Pyay: Payas, pilgrims and Pyu civilisation ruins


Unlike the ‘Road to Mandalay’ the ‘Road to Pyay’ or Prome as it was known, is less well travelled by those on the tourist trail. For those looking to escape the hustle and bustle of Yangon, stupa-studded Pyay – on the Ayeyarwady River about 177 miles (245km) by road from the commercial capital – is big enough for an interesting weekend getaway, yet small enough to make it an easy destination to unwind. 

The hilltop Shwesandaw Pago- da, which is about a yard higher than Yangon’s Shwedagon Pagoda, is one of the nation’s most revered pilgrimage destinations. It affords panoramic views of 64 smaller pagodas throughout the city and is a perfect vantage point to watch the sun rising over a huge seated Buddha image nearby.
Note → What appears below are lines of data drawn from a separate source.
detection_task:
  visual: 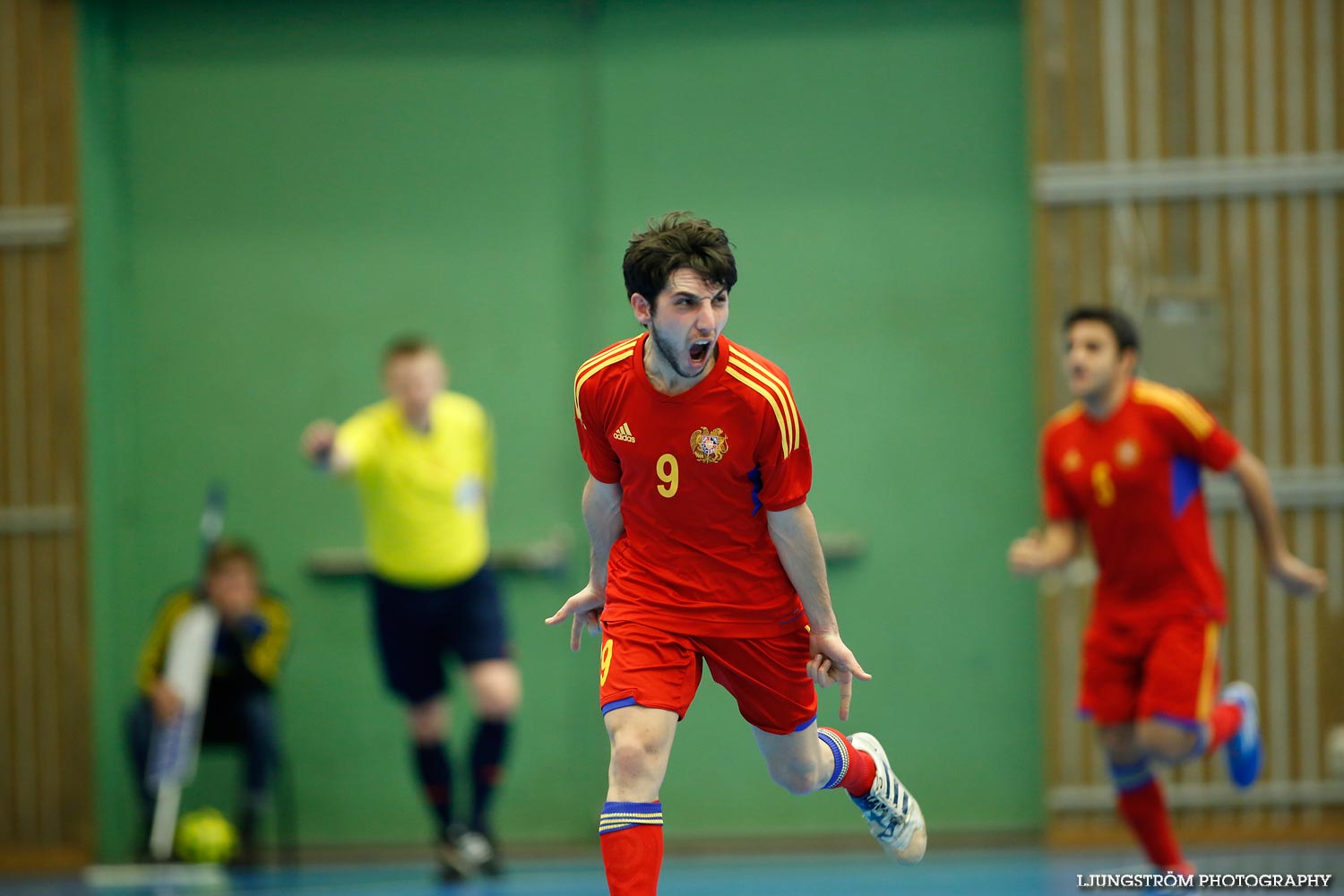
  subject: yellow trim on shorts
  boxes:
[1195,622,1219,721]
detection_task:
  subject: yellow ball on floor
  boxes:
[177,807,238,863]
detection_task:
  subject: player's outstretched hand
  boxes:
[808,632,873,721]
[298,420,336,463]
[546,582,607,653]
[1271,554,1328,598]
[1008,530,1051,575]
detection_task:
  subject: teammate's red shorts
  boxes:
[1078,616,1219,728]
[599,622,817,735]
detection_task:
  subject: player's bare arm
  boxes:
[1008,520,1081,576]
[298,420,355,476]
[1228,449,1327,595]
[766,503,873,720]
[546,476,625,650]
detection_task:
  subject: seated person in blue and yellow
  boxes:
[128,540,289,860]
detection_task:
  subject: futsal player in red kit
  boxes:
[1008,307,1325,874]
[547,213,926,896]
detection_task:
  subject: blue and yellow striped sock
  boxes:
[599,802,663,896]
[597,802,663,834]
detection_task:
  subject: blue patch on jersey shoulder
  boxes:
[1172,455,1201,519]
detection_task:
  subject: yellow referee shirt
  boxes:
[336,392,494,587]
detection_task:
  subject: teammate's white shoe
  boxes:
[849,731,929,866]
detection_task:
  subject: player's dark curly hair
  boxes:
[383,333,438,371]
[621,211,738,310]
[206,538,261,575]
[1064,306,1139,355]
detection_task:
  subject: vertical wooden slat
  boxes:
[0,0,91,869]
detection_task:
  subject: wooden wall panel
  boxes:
[1026,0,1344,842]
[0,0,93,869]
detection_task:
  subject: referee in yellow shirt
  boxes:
[303,337,521,880]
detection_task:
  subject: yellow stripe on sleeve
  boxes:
[733,352,803,447]
[1134,380,1218,442]
[574,348,634,428]
[723,364,792,458]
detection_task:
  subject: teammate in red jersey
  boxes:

Because of its height the image is known as the Sehtagyi Paya, which means “big ten-storey”. 

For even older religiosity, about five miles (eight kilometres) outside Pyay are the ruins of the ancient Pyu civilisation city of Sri Ksetra, which means “City of Splendour” in Sanskrit and is known in Myanmar as Thayekhittaya. This archeological site covering about 5.5 square miles features three stupas that in June last year became the first sites in Myanmar to be added to the UNESCO World Heritage List, as the “Pyu Ancient Cities”. 
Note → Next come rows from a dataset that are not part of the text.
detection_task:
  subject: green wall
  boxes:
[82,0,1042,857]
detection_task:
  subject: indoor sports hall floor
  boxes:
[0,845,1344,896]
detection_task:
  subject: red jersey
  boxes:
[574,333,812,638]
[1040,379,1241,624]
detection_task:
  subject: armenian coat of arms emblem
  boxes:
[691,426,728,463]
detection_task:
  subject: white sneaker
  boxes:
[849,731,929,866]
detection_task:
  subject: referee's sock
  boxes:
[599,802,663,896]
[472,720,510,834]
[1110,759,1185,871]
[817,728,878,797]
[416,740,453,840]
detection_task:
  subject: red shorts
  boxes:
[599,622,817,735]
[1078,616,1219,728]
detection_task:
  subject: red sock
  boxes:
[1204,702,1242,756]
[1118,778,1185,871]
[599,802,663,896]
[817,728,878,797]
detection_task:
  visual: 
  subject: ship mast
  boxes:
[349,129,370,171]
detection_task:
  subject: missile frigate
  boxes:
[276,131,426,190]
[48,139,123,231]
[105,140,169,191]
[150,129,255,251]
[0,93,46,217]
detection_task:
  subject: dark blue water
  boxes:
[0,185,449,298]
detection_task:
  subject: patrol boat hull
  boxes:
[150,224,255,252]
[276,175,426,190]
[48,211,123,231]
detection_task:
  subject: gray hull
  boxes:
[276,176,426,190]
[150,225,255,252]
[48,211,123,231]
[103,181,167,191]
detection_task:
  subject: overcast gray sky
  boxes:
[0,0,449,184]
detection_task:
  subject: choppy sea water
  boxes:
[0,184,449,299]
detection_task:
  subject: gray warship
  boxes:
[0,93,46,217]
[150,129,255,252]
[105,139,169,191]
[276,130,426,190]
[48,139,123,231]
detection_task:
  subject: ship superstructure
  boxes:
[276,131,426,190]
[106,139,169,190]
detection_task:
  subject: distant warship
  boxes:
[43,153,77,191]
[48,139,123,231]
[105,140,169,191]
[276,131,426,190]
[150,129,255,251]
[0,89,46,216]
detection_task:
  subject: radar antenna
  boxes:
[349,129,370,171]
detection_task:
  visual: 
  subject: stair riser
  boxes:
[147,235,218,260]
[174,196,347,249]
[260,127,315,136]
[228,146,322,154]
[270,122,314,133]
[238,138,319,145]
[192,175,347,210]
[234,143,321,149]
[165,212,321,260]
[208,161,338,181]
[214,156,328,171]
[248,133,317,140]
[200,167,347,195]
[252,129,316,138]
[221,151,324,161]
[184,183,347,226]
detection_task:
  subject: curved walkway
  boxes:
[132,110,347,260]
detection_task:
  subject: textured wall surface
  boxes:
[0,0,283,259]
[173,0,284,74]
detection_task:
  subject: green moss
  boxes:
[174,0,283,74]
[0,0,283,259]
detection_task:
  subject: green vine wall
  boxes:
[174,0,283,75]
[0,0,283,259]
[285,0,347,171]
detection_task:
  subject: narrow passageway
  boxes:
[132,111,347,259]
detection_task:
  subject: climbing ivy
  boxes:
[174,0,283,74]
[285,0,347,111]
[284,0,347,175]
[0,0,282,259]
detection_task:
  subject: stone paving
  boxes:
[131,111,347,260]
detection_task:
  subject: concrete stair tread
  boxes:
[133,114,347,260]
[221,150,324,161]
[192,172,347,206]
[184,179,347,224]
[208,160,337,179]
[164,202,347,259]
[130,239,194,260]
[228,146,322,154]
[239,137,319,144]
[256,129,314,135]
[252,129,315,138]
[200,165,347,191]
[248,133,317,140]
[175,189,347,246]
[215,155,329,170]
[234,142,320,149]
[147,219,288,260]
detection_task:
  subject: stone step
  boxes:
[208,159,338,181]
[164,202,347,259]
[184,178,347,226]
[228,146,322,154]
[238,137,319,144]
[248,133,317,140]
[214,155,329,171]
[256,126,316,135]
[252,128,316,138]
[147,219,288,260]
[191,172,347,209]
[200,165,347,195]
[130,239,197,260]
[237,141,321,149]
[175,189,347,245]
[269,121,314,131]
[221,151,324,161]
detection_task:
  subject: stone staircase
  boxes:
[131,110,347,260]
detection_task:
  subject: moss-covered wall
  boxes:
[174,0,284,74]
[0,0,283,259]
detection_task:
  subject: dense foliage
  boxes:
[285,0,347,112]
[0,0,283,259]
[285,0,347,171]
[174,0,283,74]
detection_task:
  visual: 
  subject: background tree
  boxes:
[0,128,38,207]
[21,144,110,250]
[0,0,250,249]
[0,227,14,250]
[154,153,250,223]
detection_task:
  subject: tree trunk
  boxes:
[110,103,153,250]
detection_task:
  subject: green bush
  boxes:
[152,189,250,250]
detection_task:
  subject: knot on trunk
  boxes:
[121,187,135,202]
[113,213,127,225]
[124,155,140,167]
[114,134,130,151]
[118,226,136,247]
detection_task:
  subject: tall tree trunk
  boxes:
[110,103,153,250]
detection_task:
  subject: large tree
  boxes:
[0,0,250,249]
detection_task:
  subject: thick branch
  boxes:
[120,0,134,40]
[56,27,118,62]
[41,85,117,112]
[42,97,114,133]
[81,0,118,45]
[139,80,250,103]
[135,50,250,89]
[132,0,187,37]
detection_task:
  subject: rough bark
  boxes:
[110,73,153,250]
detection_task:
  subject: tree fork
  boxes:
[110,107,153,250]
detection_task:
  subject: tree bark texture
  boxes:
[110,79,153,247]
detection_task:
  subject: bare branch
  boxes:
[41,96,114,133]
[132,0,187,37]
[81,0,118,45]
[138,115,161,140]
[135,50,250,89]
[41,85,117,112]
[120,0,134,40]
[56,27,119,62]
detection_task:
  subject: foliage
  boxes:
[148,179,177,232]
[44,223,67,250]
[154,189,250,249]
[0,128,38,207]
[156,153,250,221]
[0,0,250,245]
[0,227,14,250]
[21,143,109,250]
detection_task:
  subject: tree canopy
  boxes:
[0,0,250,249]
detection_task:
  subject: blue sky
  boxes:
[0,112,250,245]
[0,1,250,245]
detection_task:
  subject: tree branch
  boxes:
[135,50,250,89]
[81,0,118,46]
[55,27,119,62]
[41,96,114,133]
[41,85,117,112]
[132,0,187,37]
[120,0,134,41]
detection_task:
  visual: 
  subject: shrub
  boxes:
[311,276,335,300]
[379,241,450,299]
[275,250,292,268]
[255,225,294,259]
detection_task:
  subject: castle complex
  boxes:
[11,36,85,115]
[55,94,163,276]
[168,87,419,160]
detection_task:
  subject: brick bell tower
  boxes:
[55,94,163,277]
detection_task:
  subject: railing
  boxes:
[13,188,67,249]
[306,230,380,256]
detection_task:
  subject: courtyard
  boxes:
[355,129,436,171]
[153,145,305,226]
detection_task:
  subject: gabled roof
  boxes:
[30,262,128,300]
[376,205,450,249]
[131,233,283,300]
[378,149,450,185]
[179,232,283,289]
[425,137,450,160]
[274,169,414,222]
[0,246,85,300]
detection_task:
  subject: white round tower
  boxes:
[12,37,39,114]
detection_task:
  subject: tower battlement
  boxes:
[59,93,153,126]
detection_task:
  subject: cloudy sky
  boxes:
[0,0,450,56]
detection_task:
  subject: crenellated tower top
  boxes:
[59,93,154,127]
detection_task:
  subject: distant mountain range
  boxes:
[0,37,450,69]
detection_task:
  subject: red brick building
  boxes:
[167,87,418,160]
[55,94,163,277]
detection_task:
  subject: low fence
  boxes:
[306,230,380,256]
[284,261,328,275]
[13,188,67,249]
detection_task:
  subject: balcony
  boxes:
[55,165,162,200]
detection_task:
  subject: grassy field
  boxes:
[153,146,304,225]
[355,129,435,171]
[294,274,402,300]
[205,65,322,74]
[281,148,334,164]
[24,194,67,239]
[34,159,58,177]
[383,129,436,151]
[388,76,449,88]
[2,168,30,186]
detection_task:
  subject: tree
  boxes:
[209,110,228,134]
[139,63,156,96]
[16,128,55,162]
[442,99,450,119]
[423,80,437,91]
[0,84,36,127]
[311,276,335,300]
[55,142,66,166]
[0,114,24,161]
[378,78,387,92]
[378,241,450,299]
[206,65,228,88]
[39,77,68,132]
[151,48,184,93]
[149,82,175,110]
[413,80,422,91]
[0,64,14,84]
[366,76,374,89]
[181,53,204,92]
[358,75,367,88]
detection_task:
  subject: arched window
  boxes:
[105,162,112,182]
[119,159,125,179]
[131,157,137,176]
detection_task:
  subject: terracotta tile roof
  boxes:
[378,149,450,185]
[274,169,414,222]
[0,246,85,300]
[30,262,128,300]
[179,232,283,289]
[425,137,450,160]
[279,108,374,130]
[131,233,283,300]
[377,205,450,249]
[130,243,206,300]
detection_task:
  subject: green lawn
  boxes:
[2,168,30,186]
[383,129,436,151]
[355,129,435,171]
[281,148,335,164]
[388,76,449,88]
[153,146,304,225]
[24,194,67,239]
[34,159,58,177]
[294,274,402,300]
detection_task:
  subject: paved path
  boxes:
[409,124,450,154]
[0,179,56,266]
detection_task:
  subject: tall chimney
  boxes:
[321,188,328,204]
Sri Ksetra peaked in importance between the 5th and 9th centuries but the site has fewer pagodas than the tem- ple-studded plain at Bagan. It’s possible to hire bicycles to explore the site, although the sandy, bumpy roads make pedalling hard work. A tuk-tuk hired from Pyay to tour the site costs about K15,000 and the first stop will be at the information centre to buy your K5,000 entry ticket. You also have the option of visiting the Sri Ksetra Museum for an extra K5,000. 
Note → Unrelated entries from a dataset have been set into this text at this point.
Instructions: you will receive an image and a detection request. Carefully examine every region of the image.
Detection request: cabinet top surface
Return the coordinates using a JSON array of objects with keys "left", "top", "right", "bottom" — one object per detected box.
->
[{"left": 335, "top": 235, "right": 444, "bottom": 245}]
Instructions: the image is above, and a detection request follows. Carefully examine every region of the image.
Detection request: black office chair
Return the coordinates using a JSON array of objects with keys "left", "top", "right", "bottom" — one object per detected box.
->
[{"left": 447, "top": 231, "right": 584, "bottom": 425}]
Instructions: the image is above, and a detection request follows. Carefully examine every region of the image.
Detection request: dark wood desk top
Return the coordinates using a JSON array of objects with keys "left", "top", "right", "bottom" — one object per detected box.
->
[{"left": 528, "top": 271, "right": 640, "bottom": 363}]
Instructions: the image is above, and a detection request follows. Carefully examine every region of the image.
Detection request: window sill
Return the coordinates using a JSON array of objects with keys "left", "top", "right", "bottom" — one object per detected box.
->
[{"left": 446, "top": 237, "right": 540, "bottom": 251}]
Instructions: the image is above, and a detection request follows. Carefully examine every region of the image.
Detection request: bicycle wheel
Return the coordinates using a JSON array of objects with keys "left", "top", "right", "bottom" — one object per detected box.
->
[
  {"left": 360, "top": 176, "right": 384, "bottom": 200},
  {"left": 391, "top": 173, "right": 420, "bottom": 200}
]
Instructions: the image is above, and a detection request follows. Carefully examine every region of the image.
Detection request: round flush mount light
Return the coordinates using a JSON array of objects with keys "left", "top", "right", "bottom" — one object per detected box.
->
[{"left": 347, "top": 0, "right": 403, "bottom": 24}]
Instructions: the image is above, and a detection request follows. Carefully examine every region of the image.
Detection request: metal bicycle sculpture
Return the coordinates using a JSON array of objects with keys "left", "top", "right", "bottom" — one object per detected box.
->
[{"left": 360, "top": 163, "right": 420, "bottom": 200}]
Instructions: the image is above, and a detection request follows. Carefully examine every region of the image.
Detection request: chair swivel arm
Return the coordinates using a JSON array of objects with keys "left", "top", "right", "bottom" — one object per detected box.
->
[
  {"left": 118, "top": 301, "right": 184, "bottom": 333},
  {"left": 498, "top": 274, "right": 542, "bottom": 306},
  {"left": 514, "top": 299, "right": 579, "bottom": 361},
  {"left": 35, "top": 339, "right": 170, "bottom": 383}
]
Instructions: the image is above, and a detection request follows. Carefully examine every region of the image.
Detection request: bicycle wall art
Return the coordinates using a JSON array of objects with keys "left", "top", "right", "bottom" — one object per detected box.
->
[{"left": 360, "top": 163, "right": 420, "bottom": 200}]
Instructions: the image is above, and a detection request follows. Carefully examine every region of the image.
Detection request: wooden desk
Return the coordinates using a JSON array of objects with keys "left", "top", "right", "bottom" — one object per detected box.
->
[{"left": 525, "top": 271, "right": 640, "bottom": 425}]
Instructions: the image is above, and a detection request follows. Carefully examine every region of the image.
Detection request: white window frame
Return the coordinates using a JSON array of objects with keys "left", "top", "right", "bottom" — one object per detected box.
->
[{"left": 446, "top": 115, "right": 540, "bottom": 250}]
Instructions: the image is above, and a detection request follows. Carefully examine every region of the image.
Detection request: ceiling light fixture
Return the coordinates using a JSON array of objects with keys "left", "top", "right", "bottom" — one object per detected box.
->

Beyond the ancient sites, Pyay affords a number of opportunities to relax, soak in a little street culture or simply sit and watch the world go by. The night market bustles with activity but is noticeably quieter than those in Yangon, with much less honking of horns. The nearby riverfront is comparatively clean and a pleasant place for an enjoyable stroll. Walking through the riverside park and taking time out at one of the teashops while enjoying the breeze off the Ayeryarwady is a thoroughly recommended way to relax for an hour or two.